El Parlamento Europeo y los Estados miembros de la Unión Europea alcanzaron un acuerdo para prohibir aplicaciones de inteligencia artificial capaces de generar imágenes de desnudos sin consentimiento y contenido relacionado con pornografía infantil. La medida busca reforzar la protección de los derechos fundamentales frente al crecimiento de los llamados “deepfakes” sexuales.

El acuerdo modifica y simplifica aspectos de la recientemente aprobada Ley de Inteligencia Artificial de la Unión Europea, con el objetivo de establecer controles más estrictos sobre el uso de tecnologías generativas que puedan ser utilizadas para crear contenido sexual manipulado o abusivo.

La nueva normativa impedirá el funcionamiento de sistemas de IA diseñados para producir imágenes o videos donde aparezcan personas identificables participando en actos sexuales explícitos o mostrando partes íntimas sin haber dado autorización. También quedará prohibida cualquier herramienta que genere material de abuso sexual infantil mediante inteligencia artificial.

Las autoridades europeas señalaron que la decisión responde al creciente uso de plataformas y aplicaciones que permiten alterar fotografías reales para crear imágenes sexualizadas falsas. El tema cobró mayor atención luego de reportes sobre herramientas de IA que habrían sido utilizadas para producir millones de imágenes manipuladas, incluyendo contenido relacionado con menores de edad.

La vicepresidenta de la Comisión Europea encargada de política digital, Henna Virkkunen, afirmó que la regulación busca equilibrar innovación tecnológica y seguridad digital. Según explicó, los ciudadanos y empresas europeas necesitan reglas claras que permitan desarrollar inteligencia artificial sin poner en riesgo la dignidad humana ni los derechos fundamentales.

Por su parte, el legislador Michael McNamara, vinculado a la comisión de Libertades Civiles, Justicia y Asuntos de Interior, destacó que la nueva normativa permitirá actuar contra proveedores de IA cuyos sistemas representen amenazas para la privacidad y la integridad de las personas.

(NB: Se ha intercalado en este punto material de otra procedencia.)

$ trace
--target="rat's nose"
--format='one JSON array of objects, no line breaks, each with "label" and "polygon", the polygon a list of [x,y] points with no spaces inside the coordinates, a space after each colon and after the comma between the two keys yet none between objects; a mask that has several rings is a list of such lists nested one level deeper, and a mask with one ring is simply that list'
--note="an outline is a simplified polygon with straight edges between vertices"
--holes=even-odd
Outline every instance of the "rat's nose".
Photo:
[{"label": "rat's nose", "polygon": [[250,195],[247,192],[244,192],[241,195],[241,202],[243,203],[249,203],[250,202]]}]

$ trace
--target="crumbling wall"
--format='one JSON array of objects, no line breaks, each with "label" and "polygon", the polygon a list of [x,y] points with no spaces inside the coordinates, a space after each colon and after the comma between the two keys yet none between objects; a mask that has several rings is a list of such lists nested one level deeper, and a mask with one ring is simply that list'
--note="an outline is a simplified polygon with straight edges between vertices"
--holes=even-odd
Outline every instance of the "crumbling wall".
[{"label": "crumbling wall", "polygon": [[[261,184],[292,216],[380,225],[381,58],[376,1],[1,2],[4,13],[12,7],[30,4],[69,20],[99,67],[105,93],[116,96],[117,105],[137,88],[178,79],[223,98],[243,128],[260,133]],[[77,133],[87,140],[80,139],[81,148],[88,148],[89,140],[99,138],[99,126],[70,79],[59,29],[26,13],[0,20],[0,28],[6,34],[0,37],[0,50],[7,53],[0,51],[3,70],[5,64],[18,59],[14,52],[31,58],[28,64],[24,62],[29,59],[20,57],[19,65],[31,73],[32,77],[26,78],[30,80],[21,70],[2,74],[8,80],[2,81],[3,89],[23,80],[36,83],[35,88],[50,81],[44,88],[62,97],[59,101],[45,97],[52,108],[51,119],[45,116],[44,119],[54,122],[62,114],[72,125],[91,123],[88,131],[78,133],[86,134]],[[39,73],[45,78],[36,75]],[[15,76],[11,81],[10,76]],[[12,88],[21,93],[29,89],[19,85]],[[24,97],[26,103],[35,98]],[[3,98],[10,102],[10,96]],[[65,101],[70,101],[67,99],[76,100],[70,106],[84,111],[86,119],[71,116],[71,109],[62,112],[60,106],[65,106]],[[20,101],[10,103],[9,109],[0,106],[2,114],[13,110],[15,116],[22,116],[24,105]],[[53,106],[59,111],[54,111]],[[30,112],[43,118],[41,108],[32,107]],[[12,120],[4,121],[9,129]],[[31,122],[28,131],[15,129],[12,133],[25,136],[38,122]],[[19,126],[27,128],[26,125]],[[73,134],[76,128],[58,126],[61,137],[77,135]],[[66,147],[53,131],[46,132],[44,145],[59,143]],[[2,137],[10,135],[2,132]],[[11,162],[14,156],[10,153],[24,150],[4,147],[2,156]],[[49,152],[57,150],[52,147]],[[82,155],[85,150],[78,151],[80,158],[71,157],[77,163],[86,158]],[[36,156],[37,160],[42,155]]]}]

Las empresas tecnológicas tendrán plazo hasta el 2 de diciembre para adaptar sus plataformas y establecer medidas de seguridad que impidan la generación de este tipo de contenido. Entre las exigencias se incluyen mecanismos de control y restricciones automáticas dentro de los sistemas de inteligencia artificial.

Además de las nuevas prohibiciones, la revisión de la Ley de IA contempla retrasar la aplicación de algunas regulaciones para permitir que compañías y autoridades desarrollen estándares técnicos y herramientas necesarias para implementar correctamente las normas.

Europa se posiciona así como una de las regiones con legislación más estricta sobre inteligencia artificial y protección digital. Las autoridades consideran que el rápido avance de estas tecnologías requiere reglas más precisas para evitar abusos, especialmente en casos relacionados con privacidad, manipulación de imágenes y explotación sexual.

El debate sobre los deepfakes sexuales ha aumentado en los últimos años debido al crecimiento de aplicaciones capaces de crear contenido falso altamente realista. Organizaciones defensoras de derechos digitales y protección infantil han advertido sobre los riesgos que estas herramientas representan para mujeres, menores de edad y víctimas de acoso en internet.

Con este acuerdo, la Unión Europea busca establecer límites más claros al desarrollo de sistemas de inteligencia artificial y reforzar la responsabilidad de las compañías tecnológicas frente al contenido generado por sus plataformas.